Skin-lightening products were deceptive, because the damage they caused was not immediately apparent, Prof Khumalo said.

Mercury causes kidney and nerve damage, and can lead to psychiatric problems. It is banned in cosmetics in SA. Hydroquinone is permitted only in prescribed medicines, and then only in concentrations below 2%, because it can cause permanent damage to the skin. The two topical steroids identified were betamethasone and clobetasol propionate, which are classed as medicines and are, therefore, illegal in products marketed as cosmetics. They thin the skin and make it prone to infection.

The Cosmetics Toiletries and Fragrances Association’s executive director Sally Gnodde said the association supported Prof Khumalo’s research and was helping to train port health authorities.

The Medicines Control Council, responsible for overseeing the cosmetics sector, had not responded to a request for comment at the time of publication.


Clin Exp Dermatol. 2015 Jul 26. doi: 10.1111/ced.12720. [Epub ahead of print]

Combinations of potent topical steroids, mercury and hydroquinone are common in internationally manufactured skin-lightening products: a spectroscopic study.

Maneli MH1, Wiesner L2, Tinguely C3, Davids LM4, Spengane Z1, Smith P2, van Wyk JC1, Jardine A5, Khumalo NP1.


The topical steroids betamethasone (BM) and clobetasol propionate (CP) are illegal in cosmetics. Hydroquinone (HQ) and mercury (Hg) are either illegal or allowed only in limited concentrations (2% and 1 ppm, respectively).

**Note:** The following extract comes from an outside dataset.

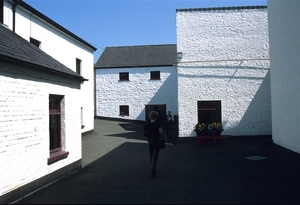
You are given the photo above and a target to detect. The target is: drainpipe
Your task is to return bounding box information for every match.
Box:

To investigate active ingredients and countries of origin of popular skin-lightening products available in Cape Town, South Africa.

In total, 29 products were examined; of these, 22 products were purchased from informal vendors, and 2 products (out of a total of 29) were purchased over the counter. HQ, Hg2+ and steroids were quantified by high-performance liquid chromatography-ultraviolet spectrophotometry, inductively coupled plasma-mass spectrometry and liquid chromatography-mass spectrometry, respectively.

Of the 29 products, 22 (75.9%), all imported and bought from informal vendors, contained illegal or banned ingredients: 13 (44.8%) contained steroids (9 CP, 4 BM), 12 (41.4%) contained Hg (30-2300 ppm), and 11 (37.9%) contained HQ. Sequentially, the products originated from Italy (27.3%, n = 6), India (22.7%, n = 5), the Democratic Republic of Congo (DRC) (22.7%, n = 5), Cote d’Ivoire (9.1%, n = 2), USA (9.1%, n = 2), UK (4.5%, n = 1) and France (4.5%, n = 1). Two products, one from India and one from the DRC, contained all four ingredients (HQ, Hg, BM, CP). Of the 12 products containing Hg, 10 also contained HQ and/or a steroid, yet none listed Hg as an ingredient. A significant proportion of the steroid-containing products (76.9%) also contained at least one other skin-lightening agent. Not all internationally available products were tested, which is a limitation of the study.

In spite of a European Union ban on skin lighteners, a third of the products tested were from Europe. Combinations of Hg and ultrapotent steroids were prominent. International law enforcement and random testing is needed to encourage industry compliance and help protect consumers.